Presence of a mood like the low noise in David Lynch films. Darkness against which the bright things of the world stand out and which stands more darkly behind the things of the night. It matters only because it surprises me, because it seems like fate and because of that response to artworks, to events which attune me to what I must take to reveal the truth of the world. Smog’s The Doctor Came at Dawn is one such artwork. Does it offer consolation? No: it seems to speak truth, to speak from truth, to present the simplicity of things.
Simplicity: at these times, at the eye of melancholy, pure calmness. Carried on the great movement of the world, at its pace. With a knowledge that is as it were steered by this movement. I listen and think: this is how things are.

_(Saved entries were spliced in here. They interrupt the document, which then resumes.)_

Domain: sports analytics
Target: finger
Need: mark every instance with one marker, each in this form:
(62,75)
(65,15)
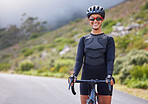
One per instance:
(75,80)
(106,81)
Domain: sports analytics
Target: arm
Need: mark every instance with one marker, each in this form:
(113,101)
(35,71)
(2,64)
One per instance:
(79,57)
(110,55)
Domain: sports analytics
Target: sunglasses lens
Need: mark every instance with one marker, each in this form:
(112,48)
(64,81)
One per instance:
(91,19)
(98,19)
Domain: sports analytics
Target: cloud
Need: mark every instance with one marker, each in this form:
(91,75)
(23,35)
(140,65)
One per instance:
(48,10)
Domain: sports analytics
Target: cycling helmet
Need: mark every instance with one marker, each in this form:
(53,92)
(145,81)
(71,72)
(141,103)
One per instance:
(95,9)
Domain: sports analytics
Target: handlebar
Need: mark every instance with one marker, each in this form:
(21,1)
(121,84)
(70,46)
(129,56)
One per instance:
(87,81)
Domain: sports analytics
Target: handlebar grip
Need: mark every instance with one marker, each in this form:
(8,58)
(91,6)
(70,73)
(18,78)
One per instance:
(72,87)
(73,90)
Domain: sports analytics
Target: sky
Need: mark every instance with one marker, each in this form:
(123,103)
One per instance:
(52,11)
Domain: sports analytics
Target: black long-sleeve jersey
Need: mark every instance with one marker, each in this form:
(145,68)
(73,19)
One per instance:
(96,50)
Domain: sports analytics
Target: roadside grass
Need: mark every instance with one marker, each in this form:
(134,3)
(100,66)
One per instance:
(141,93)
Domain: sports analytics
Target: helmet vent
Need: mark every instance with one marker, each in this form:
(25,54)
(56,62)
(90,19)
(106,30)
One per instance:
(90,9)
(101,9)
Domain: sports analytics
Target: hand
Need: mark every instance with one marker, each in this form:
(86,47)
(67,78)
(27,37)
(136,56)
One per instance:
(112,80)
(73,78)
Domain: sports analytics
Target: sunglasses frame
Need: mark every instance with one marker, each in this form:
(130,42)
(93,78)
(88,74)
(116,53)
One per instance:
(95,18)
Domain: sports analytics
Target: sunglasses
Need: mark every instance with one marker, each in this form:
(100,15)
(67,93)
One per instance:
(95,18)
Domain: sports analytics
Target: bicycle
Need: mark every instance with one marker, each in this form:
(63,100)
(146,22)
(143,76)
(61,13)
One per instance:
(93,95)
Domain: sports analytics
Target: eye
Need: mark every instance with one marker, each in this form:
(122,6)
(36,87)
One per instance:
(98,19)
(91,19)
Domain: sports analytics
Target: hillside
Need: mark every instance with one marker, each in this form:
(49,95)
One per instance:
(53,54)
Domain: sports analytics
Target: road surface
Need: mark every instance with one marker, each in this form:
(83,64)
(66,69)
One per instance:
(22,89)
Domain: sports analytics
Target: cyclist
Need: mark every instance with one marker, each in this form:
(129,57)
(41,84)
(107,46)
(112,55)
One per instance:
(98,51)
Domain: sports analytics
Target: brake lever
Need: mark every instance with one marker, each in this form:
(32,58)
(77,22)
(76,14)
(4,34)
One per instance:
(69,84)
(109,84)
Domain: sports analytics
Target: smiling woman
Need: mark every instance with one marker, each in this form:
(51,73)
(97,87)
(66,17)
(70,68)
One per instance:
(96,53)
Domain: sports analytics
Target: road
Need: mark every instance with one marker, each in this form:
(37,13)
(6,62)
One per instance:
(22,89)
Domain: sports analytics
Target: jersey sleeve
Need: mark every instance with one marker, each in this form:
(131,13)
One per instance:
(79,57)
(110,55)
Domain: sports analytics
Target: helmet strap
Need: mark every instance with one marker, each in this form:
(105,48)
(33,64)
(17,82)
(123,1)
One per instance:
(96,28)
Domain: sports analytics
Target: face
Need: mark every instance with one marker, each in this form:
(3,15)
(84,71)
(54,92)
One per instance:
(95,20)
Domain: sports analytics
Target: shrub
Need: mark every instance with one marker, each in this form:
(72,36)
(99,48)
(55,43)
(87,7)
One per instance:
(145,6)
(28,52)
(26,65)
(39,47)
(34,35)
(64,63)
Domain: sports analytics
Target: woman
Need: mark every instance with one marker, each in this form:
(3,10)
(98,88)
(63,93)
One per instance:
(98,52)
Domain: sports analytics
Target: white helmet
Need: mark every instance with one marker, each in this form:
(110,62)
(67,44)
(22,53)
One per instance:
(95,9)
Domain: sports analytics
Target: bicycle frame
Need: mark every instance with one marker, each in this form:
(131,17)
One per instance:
(93,95)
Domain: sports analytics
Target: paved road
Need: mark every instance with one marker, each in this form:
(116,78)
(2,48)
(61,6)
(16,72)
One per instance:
(21,89)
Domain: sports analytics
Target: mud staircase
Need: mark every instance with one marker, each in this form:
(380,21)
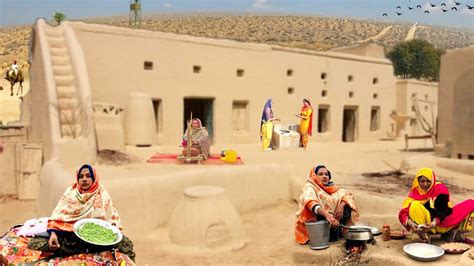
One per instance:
(69,107)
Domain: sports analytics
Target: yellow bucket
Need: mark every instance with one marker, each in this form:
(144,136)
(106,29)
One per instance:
(230,156)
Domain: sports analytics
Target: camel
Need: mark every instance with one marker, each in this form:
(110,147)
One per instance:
(13,79)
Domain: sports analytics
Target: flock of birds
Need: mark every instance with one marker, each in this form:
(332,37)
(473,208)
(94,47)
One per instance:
(442,6)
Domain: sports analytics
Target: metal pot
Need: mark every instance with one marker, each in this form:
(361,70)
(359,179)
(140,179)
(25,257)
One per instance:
(318,234)
(358,233)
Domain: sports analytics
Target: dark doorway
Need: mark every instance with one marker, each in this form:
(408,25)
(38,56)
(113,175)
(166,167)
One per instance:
(323,118)
(201,108)
(349,124)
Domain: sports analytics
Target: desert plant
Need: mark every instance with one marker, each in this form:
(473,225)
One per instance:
(59,17)
(417,59)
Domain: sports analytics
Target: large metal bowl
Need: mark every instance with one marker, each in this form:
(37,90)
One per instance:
(359,233)
(423,252)
(118,234)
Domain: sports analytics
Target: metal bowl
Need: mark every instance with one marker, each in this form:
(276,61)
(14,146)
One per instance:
(359,233)
(423,252)
(118,234)
(375,231)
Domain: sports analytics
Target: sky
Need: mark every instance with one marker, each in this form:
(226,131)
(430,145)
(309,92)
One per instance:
(20,12)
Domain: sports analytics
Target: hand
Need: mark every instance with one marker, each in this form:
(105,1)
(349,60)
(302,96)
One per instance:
(412,226)
(430,226)
(333,222)
(53,241)
(339,211)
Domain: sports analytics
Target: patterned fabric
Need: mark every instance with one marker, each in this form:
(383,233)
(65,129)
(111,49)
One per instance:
(199,135)
(414,206)
(76,204)
(16,250)
(313,193)
(306,125)
(70,245)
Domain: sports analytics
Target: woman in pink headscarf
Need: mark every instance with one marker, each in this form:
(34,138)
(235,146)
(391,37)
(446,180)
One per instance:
(199,138)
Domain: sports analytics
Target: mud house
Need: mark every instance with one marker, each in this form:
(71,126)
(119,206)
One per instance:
(456,102)
(225,83)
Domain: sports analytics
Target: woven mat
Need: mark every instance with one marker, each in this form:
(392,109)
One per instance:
(171,158)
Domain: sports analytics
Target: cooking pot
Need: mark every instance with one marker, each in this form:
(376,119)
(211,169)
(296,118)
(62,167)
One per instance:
(359,233)
(318,234)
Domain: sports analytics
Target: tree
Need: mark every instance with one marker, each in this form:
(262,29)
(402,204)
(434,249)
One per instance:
(59,17)
(417,59)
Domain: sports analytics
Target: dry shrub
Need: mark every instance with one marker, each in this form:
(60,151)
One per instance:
(112,157)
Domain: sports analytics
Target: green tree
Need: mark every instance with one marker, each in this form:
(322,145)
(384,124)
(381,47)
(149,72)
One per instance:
(417,59)
(59,17)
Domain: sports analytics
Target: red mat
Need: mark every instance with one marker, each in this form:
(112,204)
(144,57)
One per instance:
(170,158)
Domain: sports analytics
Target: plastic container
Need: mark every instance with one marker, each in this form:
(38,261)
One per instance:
(318,234)
(386,232)
(230,156)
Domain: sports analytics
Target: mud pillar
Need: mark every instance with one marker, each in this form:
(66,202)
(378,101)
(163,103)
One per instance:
(205,218)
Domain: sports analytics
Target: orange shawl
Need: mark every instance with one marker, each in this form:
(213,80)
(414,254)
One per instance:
(314,193)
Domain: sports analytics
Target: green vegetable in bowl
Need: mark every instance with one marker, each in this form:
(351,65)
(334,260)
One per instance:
(95,233)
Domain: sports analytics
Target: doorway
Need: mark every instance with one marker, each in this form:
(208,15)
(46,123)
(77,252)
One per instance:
(201,108)
(349,124)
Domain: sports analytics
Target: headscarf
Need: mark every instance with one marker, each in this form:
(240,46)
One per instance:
(303,109)
(77,204)
(197,133)
(313,178)
(266,117)
(416,193)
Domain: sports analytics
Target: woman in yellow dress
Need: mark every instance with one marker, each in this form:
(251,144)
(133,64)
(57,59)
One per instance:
(306,124)
(428,210)
(266,125)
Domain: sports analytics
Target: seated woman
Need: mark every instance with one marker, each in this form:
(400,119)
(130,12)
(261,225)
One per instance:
(322,200)
(199,138)
(84,199)
(428,209)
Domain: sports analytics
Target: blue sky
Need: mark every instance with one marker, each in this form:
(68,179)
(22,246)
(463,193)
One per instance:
(16,12)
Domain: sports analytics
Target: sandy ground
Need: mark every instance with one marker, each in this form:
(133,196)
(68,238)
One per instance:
(270,231)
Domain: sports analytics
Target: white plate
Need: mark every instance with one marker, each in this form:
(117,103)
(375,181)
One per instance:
(115,230)
(423,252)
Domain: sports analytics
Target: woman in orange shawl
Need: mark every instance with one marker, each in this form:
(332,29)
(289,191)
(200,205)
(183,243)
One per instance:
(322,200)
(428,209)
(306,124)
(86,198)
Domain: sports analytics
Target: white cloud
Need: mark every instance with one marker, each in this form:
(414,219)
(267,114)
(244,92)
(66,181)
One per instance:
(261,4)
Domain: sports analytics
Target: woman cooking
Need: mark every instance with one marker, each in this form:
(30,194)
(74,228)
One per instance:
(428,210)
(86,198)
(321,199)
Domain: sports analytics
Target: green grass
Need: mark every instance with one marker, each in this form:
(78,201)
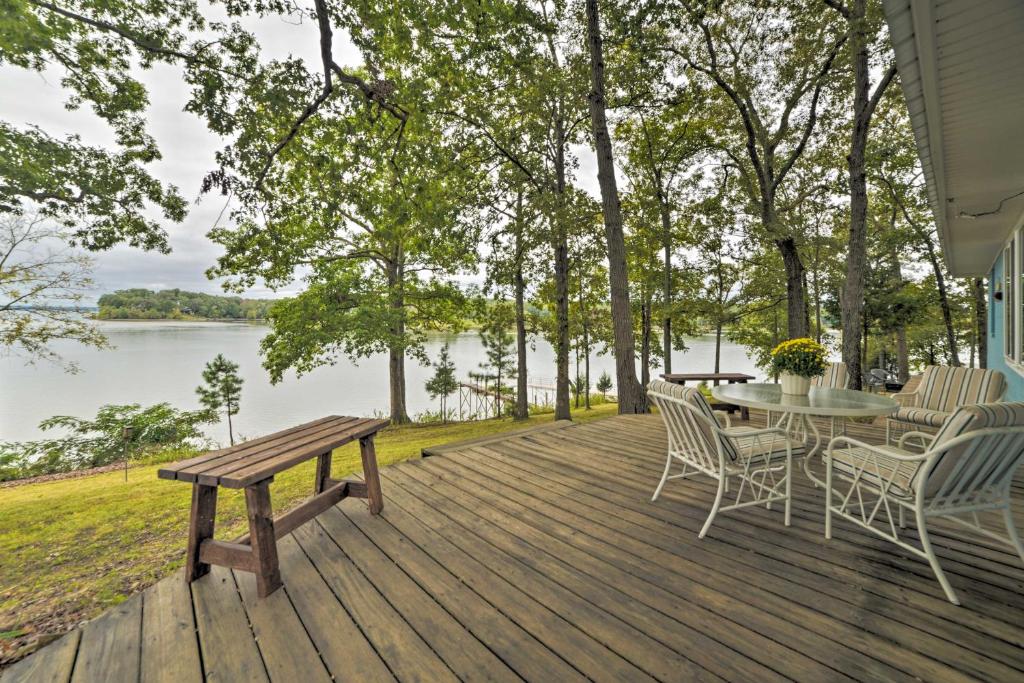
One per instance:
(72,548)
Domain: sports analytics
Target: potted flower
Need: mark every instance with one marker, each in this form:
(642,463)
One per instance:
(796,361)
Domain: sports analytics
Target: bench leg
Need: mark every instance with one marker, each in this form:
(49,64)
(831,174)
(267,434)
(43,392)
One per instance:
(264,545)
(372,476)
(204,511)
(323,472)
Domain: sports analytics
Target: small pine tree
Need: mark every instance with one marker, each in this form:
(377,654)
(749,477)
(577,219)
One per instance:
(222,389)
(501,358)
(443,382)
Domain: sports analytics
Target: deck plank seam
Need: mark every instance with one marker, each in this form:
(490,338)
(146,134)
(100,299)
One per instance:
(944,534)
(782,615)
(356,622)
(804,512)
(468,627)
(252,630)
(383,597)
(728,540)
(410,491)
(483,597)
(199,644)
(569,624)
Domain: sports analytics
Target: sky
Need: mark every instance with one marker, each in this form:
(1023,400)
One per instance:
(187,147)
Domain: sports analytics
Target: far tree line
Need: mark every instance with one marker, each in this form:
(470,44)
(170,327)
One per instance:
(756,172)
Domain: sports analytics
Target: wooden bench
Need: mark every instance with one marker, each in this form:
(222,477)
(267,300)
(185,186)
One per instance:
(252,466)
(731,378)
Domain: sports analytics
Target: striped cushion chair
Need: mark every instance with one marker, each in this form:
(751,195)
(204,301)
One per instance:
(760,459)
(836,377)
(940,392)
(968,468)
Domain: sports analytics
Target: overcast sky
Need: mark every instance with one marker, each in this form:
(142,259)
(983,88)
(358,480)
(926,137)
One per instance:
(187,147)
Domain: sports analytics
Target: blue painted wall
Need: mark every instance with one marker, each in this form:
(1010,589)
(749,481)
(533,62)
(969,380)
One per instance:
(996,359)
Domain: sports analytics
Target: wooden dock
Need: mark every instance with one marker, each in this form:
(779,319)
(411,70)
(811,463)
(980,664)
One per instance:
(539,556)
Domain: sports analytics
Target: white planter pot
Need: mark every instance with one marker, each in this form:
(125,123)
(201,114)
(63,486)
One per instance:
(795,384)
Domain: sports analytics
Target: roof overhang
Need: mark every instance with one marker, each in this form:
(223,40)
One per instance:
(962,69)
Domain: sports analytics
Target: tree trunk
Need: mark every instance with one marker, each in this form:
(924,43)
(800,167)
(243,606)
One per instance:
(817,294)
(562,411)
(852,309)
(798,319)
(631,394)
(396,352)
(586,363)
(518,283)
(981,321)
(718,347)
(902,356)
(947,315)
(645,323)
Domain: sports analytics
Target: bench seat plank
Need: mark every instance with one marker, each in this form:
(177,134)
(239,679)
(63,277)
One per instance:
(252,466)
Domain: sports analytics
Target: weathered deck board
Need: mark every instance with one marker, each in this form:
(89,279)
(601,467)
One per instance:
(540,556)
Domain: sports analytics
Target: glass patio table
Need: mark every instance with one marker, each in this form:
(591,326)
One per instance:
(797,411)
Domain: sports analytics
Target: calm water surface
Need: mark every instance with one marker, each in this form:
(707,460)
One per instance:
(157,361)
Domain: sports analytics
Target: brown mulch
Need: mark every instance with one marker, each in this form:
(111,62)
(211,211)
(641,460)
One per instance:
(74,474)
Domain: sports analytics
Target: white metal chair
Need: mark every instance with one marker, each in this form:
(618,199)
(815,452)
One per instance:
(967,469)
(942,390)
(760,460)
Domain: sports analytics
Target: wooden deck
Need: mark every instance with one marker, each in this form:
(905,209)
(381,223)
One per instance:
(540,557)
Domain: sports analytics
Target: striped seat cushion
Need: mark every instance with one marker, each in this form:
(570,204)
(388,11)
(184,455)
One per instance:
(922,416)
(967,419)
(946,389)
(878,468)
(753,446)
(695,398)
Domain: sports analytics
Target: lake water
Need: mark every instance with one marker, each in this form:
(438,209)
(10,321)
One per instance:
(157,361)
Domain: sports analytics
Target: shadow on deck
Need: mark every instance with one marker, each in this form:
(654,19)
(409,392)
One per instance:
(540,556)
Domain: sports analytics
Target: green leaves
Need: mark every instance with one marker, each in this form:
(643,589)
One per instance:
(100,440)
(102,197)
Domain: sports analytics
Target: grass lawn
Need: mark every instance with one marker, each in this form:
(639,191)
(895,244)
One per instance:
(72,548)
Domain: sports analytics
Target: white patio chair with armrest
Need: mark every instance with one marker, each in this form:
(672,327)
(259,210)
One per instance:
(941,391)
(967,469)
(835,377)
(761,460)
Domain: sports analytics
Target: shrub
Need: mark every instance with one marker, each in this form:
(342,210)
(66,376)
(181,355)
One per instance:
(802,356)
(100,441)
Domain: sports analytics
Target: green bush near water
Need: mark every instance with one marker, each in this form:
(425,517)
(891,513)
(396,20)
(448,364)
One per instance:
(75,547)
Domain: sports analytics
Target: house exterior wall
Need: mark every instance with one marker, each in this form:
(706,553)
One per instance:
(996,352)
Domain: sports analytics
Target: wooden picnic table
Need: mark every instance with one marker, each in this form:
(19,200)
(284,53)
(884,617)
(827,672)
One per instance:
(252,466)
(717,378)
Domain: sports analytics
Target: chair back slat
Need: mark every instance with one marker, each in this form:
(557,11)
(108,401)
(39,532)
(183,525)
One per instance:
(944,388)
(692,429)
(836,377)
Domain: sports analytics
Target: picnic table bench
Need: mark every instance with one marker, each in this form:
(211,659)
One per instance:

By this I don’t refer to the lyrics of this song or that, but to a kind of drone I hear in these songs. A resonance which resounds with what is deep and true in the world.
What do I hear? The voice that is sung against this resonance. That will occasionally resonate with it. That sings with a tone that arises from the same depth, but slightly offset from it, so that it can be heard in its distinctiveness above the instruments. That baritone. And behind it, the pulsing that one hears so often in Songs by Smog (think of ‘The Morning Paper’ or a new song, ‘A Southern Bird’) …
A melancholic’s truth? No: a truth which speaks itself from the heart of a mood. Which would resound in a different way in a song of joy, or would speak itself in another way in a song of lament. But Bill Callahan does not sing to mourn. The music of Smog is affirmative, his voice, the music let speak what Kafka calls a merciful surplus of strength. Strength which is given through melancholy and struggles from it into a kind of joy.